Woven through the film are the stories of Haskell’s entanglement with the FBI for being a patriotic American (as he sees it).  There is a meeting with Mary Lampson (who co-directed the Weather ”Underground” film with Haskell and De Antonio).  They have not met since the 1970 confrontation with the government which tried to subpoena the footage they shot. Haskell got all his Hollywood friends to show up at a press conference and The FBI was forced to drop the case.  Haskell had been critical of the film because he did not agree with the violence the Underground espoused.
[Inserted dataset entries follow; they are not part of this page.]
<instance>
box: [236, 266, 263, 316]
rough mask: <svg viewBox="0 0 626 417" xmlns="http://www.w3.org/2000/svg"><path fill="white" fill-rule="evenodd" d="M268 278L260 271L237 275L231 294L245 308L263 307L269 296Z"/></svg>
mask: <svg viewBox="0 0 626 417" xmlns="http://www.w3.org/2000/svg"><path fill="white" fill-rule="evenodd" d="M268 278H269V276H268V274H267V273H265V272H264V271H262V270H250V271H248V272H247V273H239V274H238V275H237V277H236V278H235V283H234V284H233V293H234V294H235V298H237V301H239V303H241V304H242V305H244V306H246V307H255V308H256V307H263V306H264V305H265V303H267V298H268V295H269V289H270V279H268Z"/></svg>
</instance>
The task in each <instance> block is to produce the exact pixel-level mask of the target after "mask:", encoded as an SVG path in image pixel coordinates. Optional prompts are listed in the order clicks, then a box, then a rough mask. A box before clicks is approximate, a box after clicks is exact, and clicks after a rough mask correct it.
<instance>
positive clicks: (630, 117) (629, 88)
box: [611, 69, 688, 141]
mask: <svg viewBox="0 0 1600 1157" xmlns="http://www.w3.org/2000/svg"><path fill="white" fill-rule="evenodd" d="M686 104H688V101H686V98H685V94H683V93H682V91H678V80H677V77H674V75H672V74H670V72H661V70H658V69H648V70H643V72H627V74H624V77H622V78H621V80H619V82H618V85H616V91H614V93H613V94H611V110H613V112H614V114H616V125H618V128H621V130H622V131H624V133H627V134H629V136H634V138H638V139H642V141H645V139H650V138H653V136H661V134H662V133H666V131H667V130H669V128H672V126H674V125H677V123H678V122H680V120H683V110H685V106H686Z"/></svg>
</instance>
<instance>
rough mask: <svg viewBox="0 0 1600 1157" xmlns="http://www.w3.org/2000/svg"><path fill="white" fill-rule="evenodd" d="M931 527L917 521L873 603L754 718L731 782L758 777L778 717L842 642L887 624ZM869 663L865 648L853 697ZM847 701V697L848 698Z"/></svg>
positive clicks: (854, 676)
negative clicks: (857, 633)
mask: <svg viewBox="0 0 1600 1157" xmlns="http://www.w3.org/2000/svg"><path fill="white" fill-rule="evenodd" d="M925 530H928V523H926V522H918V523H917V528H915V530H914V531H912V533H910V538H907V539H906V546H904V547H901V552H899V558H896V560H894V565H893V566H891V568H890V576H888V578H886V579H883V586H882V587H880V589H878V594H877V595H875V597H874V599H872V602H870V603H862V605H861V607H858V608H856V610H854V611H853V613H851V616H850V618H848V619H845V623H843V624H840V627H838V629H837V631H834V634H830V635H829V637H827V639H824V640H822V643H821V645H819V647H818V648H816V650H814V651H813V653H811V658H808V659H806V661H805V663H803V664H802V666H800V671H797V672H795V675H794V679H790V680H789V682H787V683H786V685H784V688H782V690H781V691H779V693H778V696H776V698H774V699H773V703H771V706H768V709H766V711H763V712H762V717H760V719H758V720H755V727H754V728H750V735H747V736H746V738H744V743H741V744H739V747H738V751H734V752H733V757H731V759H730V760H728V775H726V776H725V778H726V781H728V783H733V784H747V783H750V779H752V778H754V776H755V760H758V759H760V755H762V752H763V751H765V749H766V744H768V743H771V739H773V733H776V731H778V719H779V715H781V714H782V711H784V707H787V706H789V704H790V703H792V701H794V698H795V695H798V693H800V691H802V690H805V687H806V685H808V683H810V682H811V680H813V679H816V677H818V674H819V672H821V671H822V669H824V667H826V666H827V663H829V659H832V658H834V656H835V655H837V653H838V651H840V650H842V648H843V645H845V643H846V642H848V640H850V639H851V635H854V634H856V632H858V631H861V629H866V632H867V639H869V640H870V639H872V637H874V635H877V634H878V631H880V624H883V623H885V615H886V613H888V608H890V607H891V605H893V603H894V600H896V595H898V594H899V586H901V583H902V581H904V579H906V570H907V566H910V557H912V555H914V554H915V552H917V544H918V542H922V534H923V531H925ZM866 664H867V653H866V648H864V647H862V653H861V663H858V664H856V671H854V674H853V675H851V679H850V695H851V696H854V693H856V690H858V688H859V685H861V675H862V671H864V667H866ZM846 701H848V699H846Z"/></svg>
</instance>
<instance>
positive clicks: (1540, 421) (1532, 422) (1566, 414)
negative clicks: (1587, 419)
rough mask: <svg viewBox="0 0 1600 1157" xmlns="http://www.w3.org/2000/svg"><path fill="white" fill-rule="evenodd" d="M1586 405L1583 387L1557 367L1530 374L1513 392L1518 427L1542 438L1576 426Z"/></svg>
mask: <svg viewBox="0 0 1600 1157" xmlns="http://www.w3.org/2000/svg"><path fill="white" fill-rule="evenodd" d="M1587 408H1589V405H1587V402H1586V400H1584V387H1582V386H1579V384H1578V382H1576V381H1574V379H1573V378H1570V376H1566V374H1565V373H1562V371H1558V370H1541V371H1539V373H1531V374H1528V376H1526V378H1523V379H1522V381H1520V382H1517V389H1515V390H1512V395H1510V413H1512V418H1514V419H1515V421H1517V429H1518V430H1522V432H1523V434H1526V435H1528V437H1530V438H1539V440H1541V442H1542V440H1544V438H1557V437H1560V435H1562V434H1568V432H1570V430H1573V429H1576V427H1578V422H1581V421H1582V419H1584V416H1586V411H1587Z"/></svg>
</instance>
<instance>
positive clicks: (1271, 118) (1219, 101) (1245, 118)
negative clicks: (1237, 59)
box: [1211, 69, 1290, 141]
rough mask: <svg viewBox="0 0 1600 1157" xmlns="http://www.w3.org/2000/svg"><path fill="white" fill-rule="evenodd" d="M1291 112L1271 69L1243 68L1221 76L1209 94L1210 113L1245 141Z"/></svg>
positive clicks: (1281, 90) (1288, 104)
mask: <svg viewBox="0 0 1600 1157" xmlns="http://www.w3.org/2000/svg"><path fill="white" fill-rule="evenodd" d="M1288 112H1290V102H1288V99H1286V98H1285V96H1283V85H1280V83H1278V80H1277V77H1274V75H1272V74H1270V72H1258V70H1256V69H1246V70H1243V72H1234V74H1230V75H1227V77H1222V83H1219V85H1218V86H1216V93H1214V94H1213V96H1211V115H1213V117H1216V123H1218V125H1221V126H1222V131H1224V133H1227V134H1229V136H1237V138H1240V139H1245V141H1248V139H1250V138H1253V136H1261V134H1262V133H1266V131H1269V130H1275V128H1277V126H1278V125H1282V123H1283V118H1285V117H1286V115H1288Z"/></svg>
There is a tearful reunion with Mary.

We’ve followed Haskell on a music video shoot where he tears up after a take because he is so moved by the song (about ‘hope’ which is what Haskell’s all about).

Haskell at Occupy LA: funny scene where he shoots the mainstream media and sees how much more vibrant the folks protesting are. He runs into Ron Kovic, the paralyzed veteran about whom the film “Born on the 4th of July” was based - which Kovic wrote and from which Jane Fonda based her film “Coming Home”…which Haskell shot.

We see Haskell teaching Inner City Film School students, asking each of them what their aspirations are.  He shows them a clip of Occupy LA that he’s put out on his website.  He encourages them to become story tellers but to stay true to their responsibilities as citizens.

We see Haskell in his own ‘shop’ which is filled with his grandson’s friends all working away at amazing graphics, designing light shows for the Rolling Stones concerts.  We meet his son, Jeff, a soundman who worked with Haskell on many films. Rita Taggart, his partner of thirty years, accompanies him on many of his adventures.

We have shot the film in a very participatory manner, passing the camera around from person to person – since most of us hanging out with Haskell are shooters – so it is very experiential. This will not be the traditional doc with an invisible, silent director behind the camera. If the sound person had something to say, the camera would pan to him. The person behind the camera often speaks out, so everybody in the room becomes part of this interactive film.

“My Dinner With Haskell” is our memoir of a remarkable man comprised of intimate vérité, interview, clips and his own media. The film will build a portrait of the man that we hope will inspire others the same way he inspired us.